As we know, force is simply any push or pull. Here the S.I unit of force is given by Newton and this is represented by N. Now, the term acceleration is defined as the rate of change of the velocity of an object or body. The acceleration is measured in meters per Second Square.
Also, we know that there are three laws of motion which are given by Newton. Now, these three laws of motion give relation between an object's motion and the forces acting on it during the motion or in rest.
When we see the first law of motion, this law states that an object or body continues to be in rest or in motion in a particular direction until and unless any external force is applied on the object or body.

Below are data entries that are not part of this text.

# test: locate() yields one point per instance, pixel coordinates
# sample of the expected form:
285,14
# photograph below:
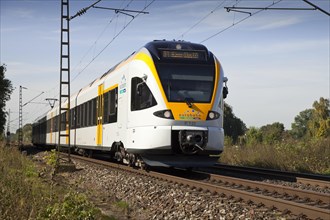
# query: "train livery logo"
190,114
122,86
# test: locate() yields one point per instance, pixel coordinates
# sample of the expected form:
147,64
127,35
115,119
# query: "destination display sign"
183,54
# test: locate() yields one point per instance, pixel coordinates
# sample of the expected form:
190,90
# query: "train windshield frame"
187,81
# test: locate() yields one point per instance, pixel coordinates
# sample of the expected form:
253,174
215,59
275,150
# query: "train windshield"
183,82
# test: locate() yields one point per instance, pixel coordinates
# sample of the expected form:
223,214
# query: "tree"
6,89
299,127
319,125
313,123
253,136
272,133
233,126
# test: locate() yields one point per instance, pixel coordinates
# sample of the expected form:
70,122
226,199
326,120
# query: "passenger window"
110,106
141,96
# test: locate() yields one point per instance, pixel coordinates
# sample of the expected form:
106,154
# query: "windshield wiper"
189,102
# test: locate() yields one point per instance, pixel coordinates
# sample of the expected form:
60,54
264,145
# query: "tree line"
311,123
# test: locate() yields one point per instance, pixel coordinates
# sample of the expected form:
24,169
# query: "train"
161,106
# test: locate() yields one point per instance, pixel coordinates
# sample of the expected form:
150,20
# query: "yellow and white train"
162,106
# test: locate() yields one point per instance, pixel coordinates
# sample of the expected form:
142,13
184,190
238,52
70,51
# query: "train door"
99,116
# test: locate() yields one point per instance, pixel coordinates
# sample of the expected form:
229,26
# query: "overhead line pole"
317,7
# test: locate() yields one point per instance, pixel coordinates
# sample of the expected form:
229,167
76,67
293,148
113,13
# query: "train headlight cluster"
212,115
164,114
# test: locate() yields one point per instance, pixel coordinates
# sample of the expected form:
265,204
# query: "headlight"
164,114
212,115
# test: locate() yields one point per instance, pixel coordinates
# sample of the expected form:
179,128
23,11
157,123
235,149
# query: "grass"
24,195
300,156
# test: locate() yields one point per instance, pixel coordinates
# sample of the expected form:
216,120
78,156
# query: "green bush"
290,155
73,206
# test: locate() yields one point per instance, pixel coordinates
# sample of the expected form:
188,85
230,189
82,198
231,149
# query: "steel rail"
283,190
309,179
280,204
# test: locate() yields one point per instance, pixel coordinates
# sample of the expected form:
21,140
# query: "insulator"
81,12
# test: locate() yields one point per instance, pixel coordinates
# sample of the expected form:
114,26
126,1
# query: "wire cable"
124,27
202,19
236,23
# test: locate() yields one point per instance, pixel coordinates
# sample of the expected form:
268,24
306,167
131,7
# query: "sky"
277,61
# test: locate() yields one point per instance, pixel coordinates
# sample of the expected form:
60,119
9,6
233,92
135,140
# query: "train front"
187,122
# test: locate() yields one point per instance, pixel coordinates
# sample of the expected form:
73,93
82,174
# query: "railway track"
303,178
285,199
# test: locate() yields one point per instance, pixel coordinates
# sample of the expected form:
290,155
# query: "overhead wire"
240,21
202,19
95,42
116,35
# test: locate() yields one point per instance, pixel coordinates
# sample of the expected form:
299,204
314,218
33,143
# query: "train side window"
85,114
113,96
106,107
78,116
94,111
141,96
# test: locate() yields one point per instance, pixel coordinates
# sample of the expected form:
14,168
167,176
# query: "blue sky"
277,62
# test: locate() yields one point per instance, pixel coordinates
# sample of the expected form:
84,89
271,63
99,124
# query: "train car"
163,106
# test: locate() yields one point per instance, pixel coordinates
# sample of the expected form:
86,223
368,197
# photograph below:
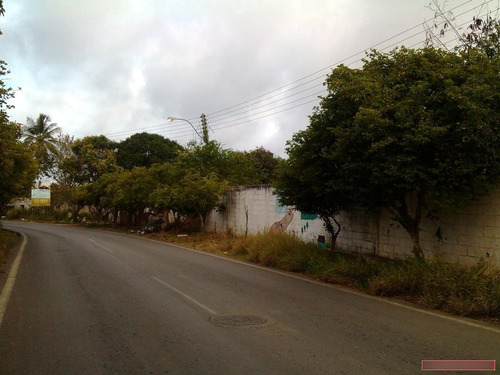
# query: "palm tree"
41,135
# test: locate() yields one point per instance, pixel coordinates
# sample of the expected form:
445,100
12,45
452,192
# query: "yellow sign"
40,197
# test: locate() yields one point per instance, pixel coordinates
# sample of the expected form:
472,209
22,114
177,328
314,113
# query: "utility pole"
204,128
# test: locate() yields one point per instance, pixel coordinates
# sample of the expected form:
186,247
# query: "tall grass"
453,288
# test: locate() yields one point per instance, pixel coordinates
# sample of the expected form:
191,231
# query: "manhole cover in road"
240,321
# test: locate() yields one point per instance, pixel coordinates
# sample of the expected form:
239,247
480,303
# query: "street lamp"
171,119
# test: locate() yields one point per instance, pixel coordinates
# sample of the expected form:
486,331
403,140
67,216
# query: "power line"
239,113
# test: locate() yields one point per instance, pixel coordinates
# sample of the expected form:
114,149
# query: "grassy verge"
469,292
7,240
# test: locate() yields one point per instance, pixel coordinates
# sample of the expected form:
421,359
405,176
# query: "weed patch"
469,292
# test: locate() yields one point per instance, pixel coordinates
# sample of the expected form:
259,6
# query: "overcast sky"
255,67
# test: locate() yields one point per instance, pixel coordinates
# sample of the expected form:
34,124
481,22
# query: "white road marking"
102,247
11,279
437,314
185,296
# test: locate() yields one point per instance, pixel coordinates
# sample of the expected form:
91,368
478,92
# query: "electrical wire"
245,112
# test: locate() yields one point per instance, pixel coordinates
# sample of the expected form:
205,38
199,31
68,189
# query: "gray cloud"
121,66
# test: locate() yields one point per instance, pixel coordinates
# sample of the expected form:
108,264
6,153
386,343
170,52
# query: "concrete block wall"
463,236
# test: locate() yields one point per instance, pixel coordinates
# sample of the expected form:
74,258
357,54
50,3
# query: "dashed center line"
208,309
101,246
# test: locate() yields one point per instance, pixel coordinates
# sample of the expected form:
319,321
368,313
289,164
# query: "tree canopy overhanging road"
95,302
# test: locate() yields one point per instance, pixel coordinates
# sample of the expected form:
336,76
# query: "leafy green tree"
131,192
96,196
41,136
412,127
145,149
92,157
193,195
17,167
233,166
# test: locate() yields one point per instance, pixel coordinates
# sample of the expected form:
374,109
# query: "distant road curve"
96,302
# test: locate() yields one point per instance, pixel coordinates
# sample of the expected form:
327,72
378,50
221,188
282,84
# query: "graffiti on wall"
280,226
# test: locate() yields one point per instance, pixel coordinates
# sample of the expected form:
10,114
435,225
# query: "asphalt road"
95,302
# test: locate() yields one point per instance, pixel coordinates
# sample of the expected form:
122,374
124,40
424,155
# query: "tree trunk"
412,224
330,228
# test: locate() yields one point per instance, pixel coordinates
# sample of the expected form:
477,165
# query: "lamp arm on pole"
171,119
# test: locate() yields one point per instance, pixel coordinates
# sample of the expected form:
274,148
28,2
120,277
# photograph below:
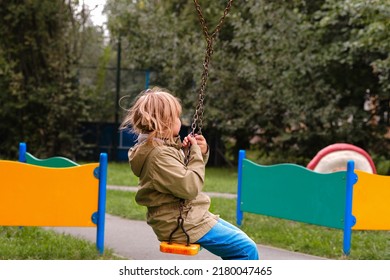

Now, when we see the second law of motion, according to this law, the force on an object is equal to its mass times its acceleration. The second law also tells us the relation between momentum and force.
Now, the last one i.e., in the third law of motion, according to this every action has an equal and opposite reaction.

Note: We should now remember that the Pythagoras theorem is only valid for right angle triangles not for any other shape. Also, there is a very small difference between the force applied and the pressure applied on an object. We should also note that pressure is given as the force experienced by an object per unit area.